The Narrows
- First edition
- Author: Michael Connelly
- Language: English
- Series: Harry Bosch, #10
- Genre: Crime novel
- Publisher: Little, Brown and Company
- Publication date: April 30, 2004
- Publication place: United States
- Media type: Print (hardcover, paperback)
- Pages: 416 pp
- ISBN: 0-316-15530-6
- OCLC: 53814241
- Dewey Decimal: 813/.54 22
- LC Class: PS3553.O51165 N37 2004
- Preceded by: Lost Light
- Followed by: The Closers

= The Narrows (Connelly novel) =

Tenth novel about Harry Bosch by Michael Connelly

The Narrows is the 14th novel by American crime author Michael Connelly, and the 10th featuring the Los Angeles detective Hieronymus "Harry" Bosch. As Bosch crosses paths with FBI Agent Rachel Walling, the novel ties story elements left unresolved in The Poet and those from Blood Work and A Darkness More Than Night together into the Bosch mythos.

==Plot==

While investigating the death of ex-FBI profiler Terry McCaleb at his wife's request, Bosch begins to suspect that notorious serial killer and ex-FBI supervisor Robert Backus, aka The Poet, presumed dead, may have murdered McCaleb. Digging deeper, Bosch follows a lead to Las Vegas that brings him into contact with the FBI. Meanwhile, FBI agent Rachel Walling, who was at one time Backus's protégé in the FBI, and who has been exiled to South Dakota for four years for her role in The Poet investigation, is the subject of messages sent by Backus. As Bosch and Walling are both outsiders to the main FBI investigation, they eventually join forces. The novel shifts points of view, cutting from Bosch's first-person commentary to the third-person perspectives of Walling and Backus. Bosch meets a neighbor whom he later discovers (in the book The Closers) to be Cassie Black, the main character of Void Moon; he begins a relationship with Walling. He also accepts an offer from his old partner Kiz Rider to rejoin the LAPD under a new chief of police, as a homicide detective in the Open-Unsolved Unit within the department's Robbery-Homicide Division.
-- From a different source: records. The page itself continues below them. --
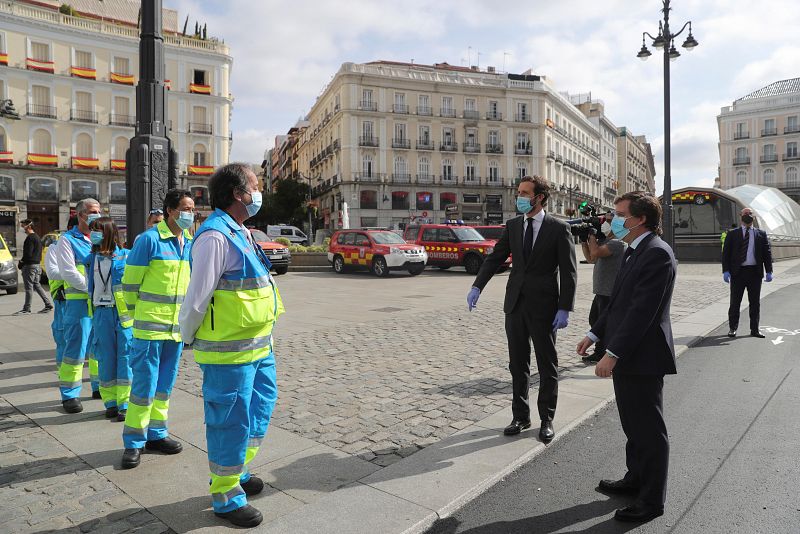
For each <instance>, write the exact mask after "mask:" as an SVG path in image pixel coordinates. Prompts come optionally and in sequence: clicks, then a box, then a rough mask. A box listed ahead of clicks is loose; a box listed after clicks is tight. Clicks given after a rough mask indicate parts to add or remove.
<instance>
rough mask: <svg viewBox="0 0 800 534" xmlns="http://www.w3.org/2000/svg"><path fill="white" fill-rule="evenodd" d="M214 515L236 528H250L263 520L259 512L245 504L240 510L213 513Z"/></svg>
mask: <svg viewBox="0 0 800 534" xmlns="http://www.w3.org/2000/svg"><path fill="white" fill-rule="evenodd" d="M214 515H215V516H217V517H221V518H222V519H227V520H228V521H230V522H231V523H233V524H234V525H236V526H237V527H250V528H252V527H255V526H258V525H259V524H260V523H261V521H263V519H264V517H263V516H262V515H261V512H259V511H258V510H256V509H255V508H253V507H252V506H250V505H249V504H245V505H244V506H242V507H241V508H237V509H236V510H231V511H230V512H214Z"/></svg>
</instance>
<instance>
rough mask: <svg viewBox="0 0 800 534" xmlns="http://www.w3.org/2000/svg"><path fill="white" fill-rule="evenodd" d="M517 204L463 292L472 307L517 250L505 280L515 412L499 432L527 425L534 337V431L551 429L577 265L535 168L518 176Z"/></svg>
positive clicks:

In the end, Bosch and Walling bring The Poet to justice by chasing him into the concrete channels of the swollen Los Angeles River in L.A., where he drowns while Bosch barely survives. His death is confirmed this time, as opposed to The Poet where he was merely presumed dead. However, the relationship between Bosch and Walling falls apart in the end when Bosch learns that the FBI had discovered that Backus had nothing to do with McCaleb's death but had withheld the information from him. In fact, McCaleb had killed himself in a manner to make his death look accidental, as his heart transplant was failing, and he did not want to burden his wife and children with the crippling expense of additional medical procedures.